Before probation, most arrests in the Durbin area were men but that changed with prohibition.
“When we did hit the prohibition years, all of a sudden I started to see quite a few women that were involved, and they were the ones pretty much running the stills” Jason said. “There was not much work around. A lot of the work in this area was pretty hard, heavy grunt work –a lot of jobs that women were just denied. But, look, this is a recipe, it’s cooking, it’s watching it and making sure it comes off at the right time and really it kind of fit in with what women were used to doing.”
Jason talks about another case dated July, 11th, 1925, which involved some sisters named Jones from Deer Creek Village.
“I kind of want to pull out this one case” said Jason. “ These Jones sisters, particularly Susan Jones and Virgie Jones, had been caught quite a few times before.”
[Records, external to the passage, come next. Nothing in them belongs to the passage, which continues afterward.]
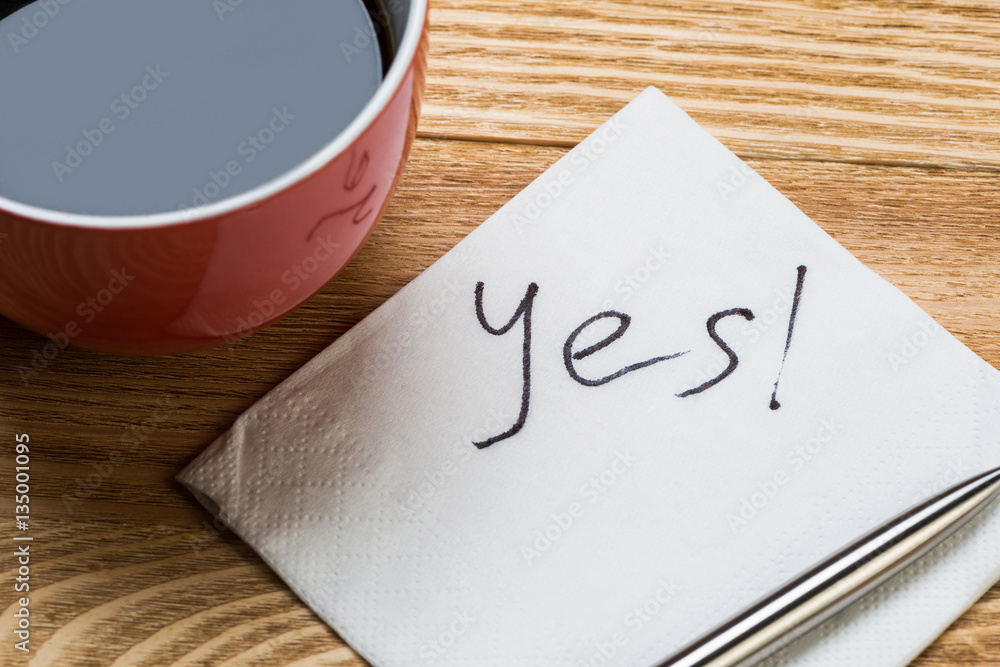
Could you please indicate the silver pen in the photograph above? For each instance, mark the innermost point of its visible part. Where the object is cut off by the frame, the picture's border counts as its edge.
(831, 585)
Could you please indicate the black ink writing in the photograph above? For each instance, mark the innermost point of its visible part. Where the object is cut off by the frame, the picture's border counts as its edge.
(523, 311)
(733, 359)
(788, 340)
(623, 324)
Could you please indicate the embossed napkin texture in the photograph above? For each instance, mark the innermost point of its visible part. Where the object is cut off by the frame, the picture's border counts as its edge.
(594, 429)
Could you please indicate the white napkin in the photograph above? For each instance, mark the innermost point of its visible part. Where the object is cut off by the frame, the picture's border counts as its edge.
(613, 520)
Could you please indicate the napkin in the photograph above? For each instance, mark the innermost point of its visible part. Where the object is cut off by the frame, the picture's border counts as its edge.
(645, 392)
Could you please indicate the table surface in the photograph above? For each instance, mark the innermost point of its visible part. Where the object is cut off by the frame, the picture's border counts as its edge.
(880, 120)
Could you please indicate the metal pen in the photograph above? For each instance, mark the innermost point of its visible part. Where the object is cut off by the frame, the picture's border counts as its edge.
(841, 579)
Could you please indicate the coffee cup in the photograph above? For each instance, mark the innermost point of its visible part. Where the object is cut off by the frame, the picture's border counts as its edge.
(170, 181)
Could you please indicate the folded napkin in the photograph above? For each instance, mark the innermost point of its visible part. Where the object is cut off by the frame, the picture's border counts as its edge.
(645, 392)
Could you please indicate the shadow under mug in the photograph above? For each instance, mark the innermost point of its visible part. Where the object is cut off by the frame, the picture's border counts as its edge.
(174, 282)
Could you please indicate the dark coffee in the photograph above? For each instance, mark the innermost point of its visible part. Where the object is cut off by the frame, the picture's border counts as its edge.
(129, 107)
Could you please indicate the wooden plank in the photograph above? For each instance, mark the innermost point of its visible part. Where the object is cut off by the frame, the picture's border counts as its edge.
(896, 83)
(131, 570)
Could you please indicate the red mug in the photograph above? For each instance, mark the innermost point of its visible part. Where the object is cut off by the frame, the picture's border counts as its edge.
(173, 282)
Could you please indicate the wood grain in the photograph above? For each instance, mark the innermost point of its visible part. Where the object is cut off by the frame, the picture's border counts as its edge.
(879, 120)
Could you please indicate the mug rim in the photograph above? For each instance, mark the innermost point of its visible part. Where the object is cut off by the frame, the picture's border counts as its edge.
(403, 60)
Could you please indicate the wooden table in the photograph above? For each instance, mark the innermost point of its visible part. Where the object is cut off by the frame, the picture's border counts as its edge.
(881, 120)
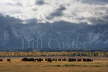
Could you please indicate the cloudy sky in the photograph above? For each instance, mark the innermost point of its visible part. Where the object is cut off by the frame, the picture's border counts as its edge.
(43, 11)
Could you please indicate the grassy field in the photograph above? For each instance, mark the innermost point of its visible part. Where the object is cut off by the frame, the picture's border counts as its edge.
(99, 65)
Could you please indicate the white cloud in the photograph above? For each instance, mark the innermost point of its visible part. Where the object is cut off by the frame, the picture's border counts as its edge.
(75, 11)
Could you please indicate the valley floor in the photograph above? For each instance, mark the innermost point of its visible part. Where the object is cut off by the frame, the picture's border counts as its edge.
(99, 65)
They were convicted of possession of only one bottle of liquor but because they were of “dubious character” they were sentenced to a fine of $100.00 and 60 days in jail. They were allowed to go home for 48 hours on their own recognizance to prepare for jail but instead skipped out of town. Jason tells what the Justice of the Peace said on the record about that.
“The aforesaid defendants, having decided to depart for parts unknown” quoted Jason. “ They are wished a happy and prosperous sojourn wherever they are, so long as it is outside the boundary lines of the state of West Virginia.”